Efficient Edge AI: Deploying Convolutional Neural Networks on FPGA with the Gemmini Accelerator

Federico Nicolas Peccia,Svetlana Pavlitska,Tobias Fleck,Oliver Bringmann
2024-08-14
Abstract:The growing concerns regarding energy consumption and privacy have prompted the development of AI solutions deployable on the edge, circumventing the substantial CO2 emissions associated with cloud servers and mitigating risks related to sharing sensitive data. But deploying Convolutional Neural Networks (CNNs) on non-off-the-shelf edge devices remains a complex and labor-intensive task. In this paper, we present and end-to-end workflow for deployment of CNNs on Field Programmable Gate Arrays (FPGAs) using the Gemmini accelerator, which we modified for efficient implementation on FPGAs.
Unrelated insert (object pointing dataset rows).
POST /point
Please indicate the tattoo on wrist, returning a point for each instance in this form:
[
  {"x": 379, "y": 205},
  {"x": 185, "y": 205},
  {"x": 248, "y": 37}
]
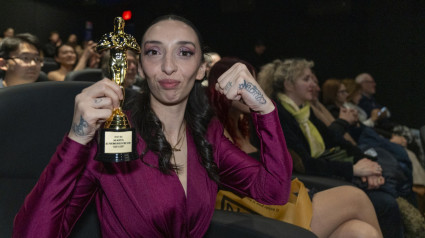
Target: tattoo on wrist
[
  {"x": 253, "y": 90},
  {"x": 79, "y": 128}
]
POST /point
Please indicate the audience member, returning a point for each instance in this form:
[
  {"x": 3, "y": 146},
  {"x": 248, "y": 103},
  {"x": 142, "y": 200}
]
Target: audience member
[
  {"x": 325, "y": 116},
  {"x": 73, "y": 40},
  {"x": 55, "y": 41},
  {"x": 290, "y": 84},
  {"x": 8, "y": 32},
  {"x": 356, "y": 220},
  {"x": 20, "y": 59},
  {"x": 335, "y": 98},
  {"x": 175, "y": 129},
  {"x": 66, "y": 57}
]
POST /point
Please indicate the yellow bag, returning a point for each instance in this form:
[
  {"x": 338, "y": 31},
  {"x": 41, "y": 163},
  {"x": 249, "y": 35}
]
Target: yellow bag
[{"x": 298, "y": 211}]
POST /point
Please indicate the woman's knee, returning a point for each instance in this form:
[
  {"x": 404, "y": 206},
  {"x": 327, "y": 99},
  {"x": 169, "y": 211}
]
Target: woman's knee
[{"x": 356, "y": 229}]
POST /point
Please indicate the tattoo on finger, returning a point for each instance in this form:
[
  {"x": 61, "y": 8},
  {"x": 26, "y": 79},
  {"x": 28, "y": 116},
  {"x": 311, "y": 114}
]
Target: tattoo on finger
[
  {"x": 79, "y": 128},
  {"x": 228, "y": 86},
  {"x": 253, "y": 90}
]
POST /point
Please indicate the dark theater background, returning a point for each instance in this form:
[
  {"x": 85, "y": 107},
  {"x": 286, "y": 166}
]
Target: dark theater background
[{"x": 343, "y": 37}]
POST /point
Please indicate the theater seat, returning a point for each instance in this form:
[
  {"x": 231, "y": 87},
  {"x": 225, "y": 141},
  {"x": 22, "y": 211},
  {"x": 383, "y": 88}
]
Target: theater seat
[{"x": 35, "y": 117}]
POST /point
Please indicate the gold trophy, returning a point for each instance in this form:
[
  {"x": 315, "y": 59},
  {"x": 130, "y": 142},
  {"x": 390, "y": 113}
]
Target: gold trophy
[{"x": 117, "y": 140}]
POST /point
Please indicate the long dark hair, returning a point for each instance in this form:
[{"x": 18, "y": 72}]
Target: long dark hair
[{"x": 197, "y": 115}]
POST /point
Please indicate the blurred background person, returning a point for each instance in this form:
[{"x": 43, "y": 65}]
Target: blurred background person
[
  {"x": 20, "y": 60},
  {"x": 8, "y": 32},
  {"x": 49, "y": 48},
  {"x": 235, "y": 116},
  {"x": 73, "y": 40},
  {"x": 66, "y": 57}
]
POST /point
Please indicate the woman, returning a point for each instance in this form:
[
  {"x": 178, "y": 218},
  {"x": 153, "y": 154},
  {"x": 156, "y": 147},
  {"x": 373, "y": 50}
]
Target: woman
[
  {"x": 356, "y": 220},
  {"x": 66, "y": 57},
  {"x": 290, "y": 84},
  {"x": 170, "y": 191}
]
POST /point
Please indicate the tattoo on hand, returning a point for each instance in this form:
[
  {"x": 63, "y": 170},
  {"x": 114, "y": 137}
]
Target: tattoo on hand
[
  {"x": 228, "y": 86},
  {"x": 79, "y": 128},
  {"x": 252, "y": 89}
]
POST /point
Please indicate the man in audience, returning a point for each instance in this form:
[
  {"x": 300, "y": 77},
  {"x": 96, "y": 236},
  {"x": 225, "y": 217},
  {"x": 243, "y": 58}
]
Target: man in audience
[
  {"x": 54, "y": 42},
  {"x": 20, "y": 60},
  {"x": 368, "y": 85}
]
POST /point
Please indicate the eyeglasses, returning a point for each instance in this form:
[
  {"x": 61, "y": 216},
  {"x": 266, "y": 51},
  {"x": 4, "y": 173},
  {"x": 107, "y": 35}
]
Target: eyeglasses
[{"x": 28, "y": 59}]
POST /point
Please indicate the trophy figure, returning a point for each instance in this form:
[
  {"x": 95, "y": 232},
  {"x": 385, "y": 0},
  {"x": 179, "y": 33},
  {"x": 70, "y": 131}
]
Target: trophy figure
[{"x": 117, "y": 140}]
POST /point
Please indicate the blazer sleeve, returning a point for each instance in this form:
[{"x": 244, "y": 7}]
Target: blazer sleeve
[
  {"x": 61, "y": 194},
  {"x": 268, "y": 180}
]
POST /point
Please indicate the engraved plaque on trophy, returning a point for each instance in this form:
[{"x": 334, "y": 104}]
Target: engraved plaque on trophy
[{"x": 117, "y": 139}]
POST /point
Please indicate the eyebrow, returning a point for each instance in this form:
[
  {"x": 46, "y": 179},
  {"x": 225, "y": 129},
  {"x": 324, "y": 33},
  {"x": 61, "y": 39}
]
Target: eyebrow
[{"x": 179, "y": 42}]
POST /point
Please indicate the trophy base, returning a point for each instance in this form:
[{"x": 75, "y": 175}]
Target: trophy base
[{"x": 117, "y": 145}]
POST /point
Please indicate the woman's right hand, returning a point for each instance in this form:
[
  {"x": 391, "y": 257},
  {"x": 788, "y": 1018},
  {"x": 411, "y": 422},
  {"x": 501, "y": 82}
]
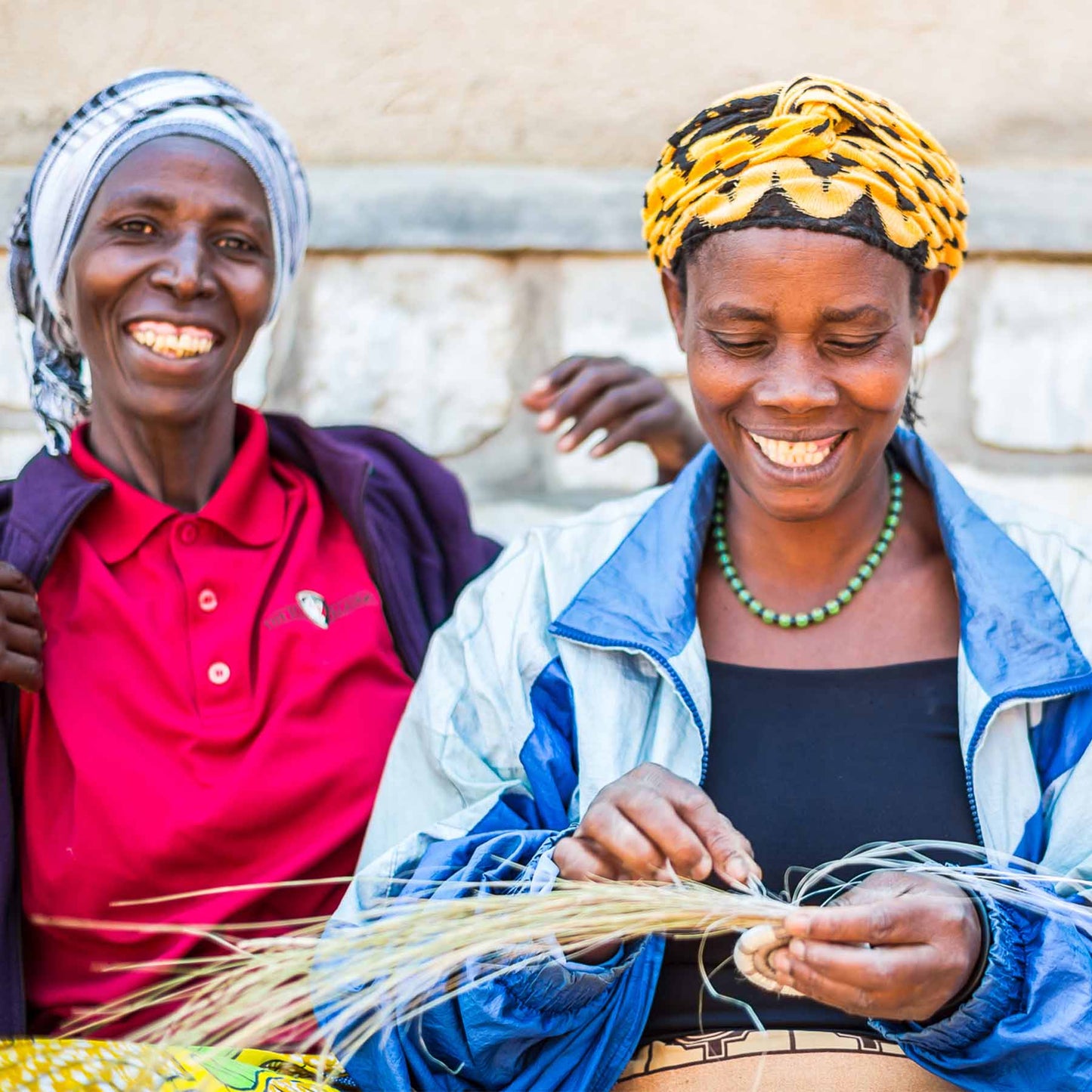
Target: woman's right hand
[
  {"x": 650, "y": 819},
  {"x": 22, "y": 631}
]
We describe how we leverage the use of open source software on each optimization step of the deployment process, the customizations we added to them and its impact on the final system's performance. We were able to achieve real-time performance by deploying a YOLOv7 model on a Xilinx ZCU102 FPGA with an energy efficiency of 36.5 GOP/s/W. Our FPGA-based solution demonstrates superior power efficiency compared with other embedded hardware devices, and even outperforms other FPGA reference implementations. Finally, we present how this kind of solution can be integrated into a wider system, by testing our proposed platform in a traffic monitoring scenario.
Hardware Architecture,Artificial Intelligence,Distributed, Parallel, and Cluster Computing
What problem does this paper attempt to address?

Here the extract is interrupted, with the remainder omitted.